Vulci, terra di scoperte e di misteri.
La terra ha restituito agli archeologi tre urne cinerarie in ceramica d’impasto di forma biconica, coperte da una ciotola e sigillate da una lastra di calcare, rinvenute in tre sepolture a “pozzetto” nell’area di scavo. I reperti presentano un apparato raffigurativo molto complesso e appartengono probabilmente ad una famiglia vissuta a Vulci agli inizi del IX secolo a.C.
«Al momento possiamo dire che le due urne di dimensioni maggiori - spiega Carlo Casi, direttore scientifico di Fondazione Vulci - contenevano le ceneri di due adulti, forse un uomo e una donna, mentre l’urna più piccola conservava quelle di un individuo di età tra i 9 e gli 11 anni.
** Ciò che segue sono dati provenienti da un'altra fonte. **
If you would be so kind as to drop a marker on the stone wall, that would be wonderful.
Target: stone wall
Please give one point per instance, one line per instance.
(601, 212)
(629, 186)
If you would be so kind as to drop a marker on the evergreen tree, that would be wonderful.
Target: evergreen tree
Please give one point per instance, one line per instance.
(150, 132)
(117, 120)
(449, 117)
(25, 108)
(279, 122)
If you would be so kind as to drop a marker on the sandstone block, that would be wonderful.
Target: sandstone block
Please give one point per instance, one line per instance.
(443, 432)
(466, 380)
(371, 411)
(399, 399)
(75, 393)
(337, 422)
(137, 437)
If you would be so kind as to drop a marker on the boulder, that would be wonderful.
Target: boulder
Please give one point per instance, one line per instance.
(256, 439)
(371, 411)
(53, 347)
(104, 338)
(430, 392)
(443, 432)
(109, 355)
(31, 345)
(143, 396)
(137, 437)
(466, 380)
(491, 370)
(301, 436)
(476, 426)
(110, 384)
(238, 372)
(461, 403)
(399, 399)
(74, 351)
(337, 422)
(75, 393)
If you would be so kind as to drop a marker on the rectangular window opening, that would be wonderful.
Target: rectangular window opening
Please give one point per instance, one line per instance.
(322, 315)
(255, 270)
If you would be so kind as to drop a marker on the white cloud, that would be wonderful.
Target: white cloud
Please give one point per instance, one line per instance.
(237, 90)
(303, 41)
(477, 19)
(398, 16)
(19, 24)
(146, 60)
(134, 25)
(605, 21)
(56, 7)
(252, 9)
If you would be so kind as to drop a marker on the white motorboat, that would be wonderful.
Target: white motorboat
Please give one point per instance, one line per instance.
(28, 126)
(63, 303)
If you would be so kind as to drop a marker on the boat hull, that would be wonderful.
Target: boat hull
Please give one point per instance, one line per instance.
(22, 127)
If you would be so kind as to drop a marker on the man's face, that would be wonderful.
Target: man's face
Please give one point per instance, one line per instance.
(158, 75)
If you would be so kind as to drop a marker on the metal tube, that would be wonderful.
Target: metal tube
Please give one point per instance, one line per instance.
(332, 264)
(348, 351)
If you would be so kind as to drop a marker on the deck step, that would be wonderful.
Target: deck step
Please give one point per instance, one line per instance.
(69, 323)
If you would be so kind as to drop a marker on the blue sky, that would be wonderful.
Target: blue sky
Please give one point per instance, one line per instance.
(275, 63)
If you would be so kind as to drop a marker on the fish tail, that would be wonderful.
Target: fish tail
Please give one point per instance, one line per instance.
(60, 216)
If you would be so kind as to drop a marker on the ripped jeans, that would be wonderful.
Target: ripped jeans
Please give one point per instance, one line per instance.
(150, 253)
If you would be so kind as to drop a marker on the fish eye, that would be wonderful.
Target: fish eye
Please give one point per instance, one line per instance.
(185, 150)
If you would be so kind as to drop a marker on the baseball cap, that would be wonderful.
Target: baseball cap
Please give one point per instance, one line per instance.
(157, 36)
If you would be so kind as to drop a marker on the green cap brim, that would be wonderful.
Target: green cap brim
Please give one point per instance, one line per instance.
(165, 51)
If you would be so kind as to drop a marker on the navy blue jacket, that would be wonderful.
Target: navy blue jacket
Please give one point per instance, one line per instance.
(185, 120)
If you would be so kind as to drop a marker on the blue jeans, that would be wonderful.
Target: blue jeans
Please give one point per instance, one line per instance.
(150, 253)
Non sono stati trovati oggetti di corredo e questo lascia presupporre un ruolo relativamente modesto del nucleo familiare all’interno della struttura sociale dei fondatori della prima Vulci. Le prossime indagini – conclude Casi - potranno confermare l’ipotesi».
Salvo le restrizioni previste per il contenimento della pandemia, Vulci ha in programma una intensa attività di scavo in cui saranno coinvolte diverse istituti universitari, con l’obiettivo di ricostruire ulteriormente la storia, la cultura, la società e l’espansione dell’insediamento etrusco-romano in questa antica terra. Nella necropoli di Poggetto Mengarelli è altresì in corso un intervento di valorizzazione che porterà i turisti a un viaggio nel tempo attraverso la realtà aumentata. Si tratta di un percorso, fruibile anche ai diversamente abili, in cui si potranno avere tutte le informazioni riguardo al sito archeologico.